Por primera vez en sus cuatro últimos enfrentamientos, el revés de Djokovic, la pluma con la que en las ocasiones precedentes había escrito sus mejores versos, no fue incisivo. El número dos, sin embargo, cuenta en su fondo de armario con más recursos que el número uno. El español labró su vieja preeminencia sobre el serbio desde lo psicológico. Suyos fueron los primeros enfrentamientos. Suyos los primeros grandes triunfos. Hoy, Djokovic ha invertido esa tendencia, y liberado de tan pesada mochila, obliga al número uno a un ejercicio de humildad constante. No penetran tanto contra el serbio sus derechas llameantes, ni causan iguales estragos que antes sus efectos. No hieren con el mismo filo sus saques ni su inmensa fuerza desatada con pasión y orgullo. Y no causa el mismo efecto su increíble capacidad atlética, esas recuperaciones agonísticas tan suyas, porque todo se lo devuelve el serbio con un poquito más de veneno, un poquito más de clase pura y un poquito más de mala sangre. La dinámica de su rivalidad ha cambiado radicalmente. Nadal, que fue el dominador, es hoy el dominado.

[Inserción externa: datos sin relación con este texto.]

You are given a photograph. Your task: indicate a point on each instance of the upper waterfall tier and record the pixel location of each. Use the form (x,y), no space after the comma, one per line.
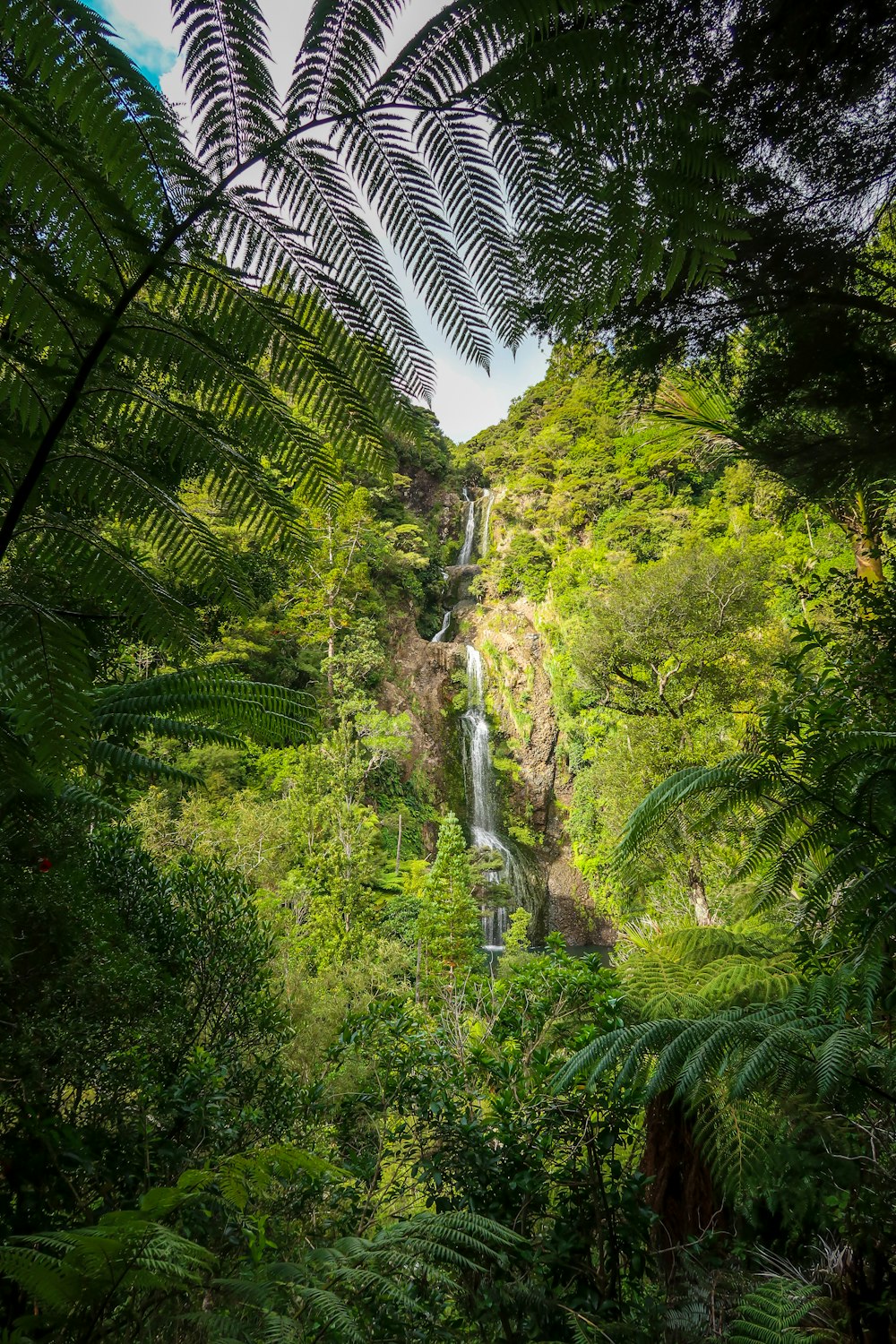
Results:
(469,532)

Solo así se explica el devenir del marcador, que vio a Nole insensible a las ventajas perdidas (5-4 y saque en la primera manga; 6-4 y 2-0 en la siguiente), a las brechas abiertas por el contrario (40-0 para Nadal en el juego que el español acabó perdiendo para 4-6 y 0-2), y a unas circunstancias que invitaban a las vacaciones: Djokovic había jugado 3h 2m de semifinal la víspera y el próximo domingo arranca Roland Garros, su gran objetivo.
Contra Nole, Nadal juega al límite. Cada punto es una odisea. Cada peloteo, una incontrolable cita con el serbio y sus designios. La fórmula enaltece a los dos tenistas: a Djokovic porque ha desatado a un competidor insaciable y a Nadal por estar dispuesto a asumir que debe competir al mismo tiempo con la púrpura del número uno o el traje vulgar de un tenista sin brillos en su currículo; como campeón dominante o campeón dominado; como Nadal, el ídolo, y Rafael, el hombre.
Que estirara el partido hasta más allá de las dos horas sobreviviera en el partido no solo se explica desde su capacidad para competir desde esa perspectiva, que le permite digerir cualquier marcador, cualquier ventaja perdida, cualquier acierto del contrario y cualquier mala gestión del tanteo, como esos 15-30 que desaprovechó con 3-3 y 4-4 en la segunda manga, con Djokovic boqueante. El español, que levantó tres puntos de partido antes de inclinarse, tuvo muchas de sus cosas de siempre, piernas, fe y drive-, progresó en otras -esos reveses altos para contrarestar la falta de profundidad que tenía su golpe- y, sin embargo, no vio cómo hacer daño, y se despidió de dos encuentros sobre tierra sin conseguir lo que había logrado en otros dos sobre cemento: ganarle al serbio al menos una manga.
En 2011, Djokovic se ha ganado el derecho a establecer una línea dibujada a sangre y fuego. A un lado él, al otro el resto. A la izquierda, separado del circuito, el tenista imbatible, candidato máximo a ganar Roland Garros, donde alcanzará el número uno si llega a la final, tras derrotar al mejor en cuatro finales seguidas y en dos ocasiones sobre su superficie favorita, la tierra. El domingo, en París, comienzan 15 días apasionantes.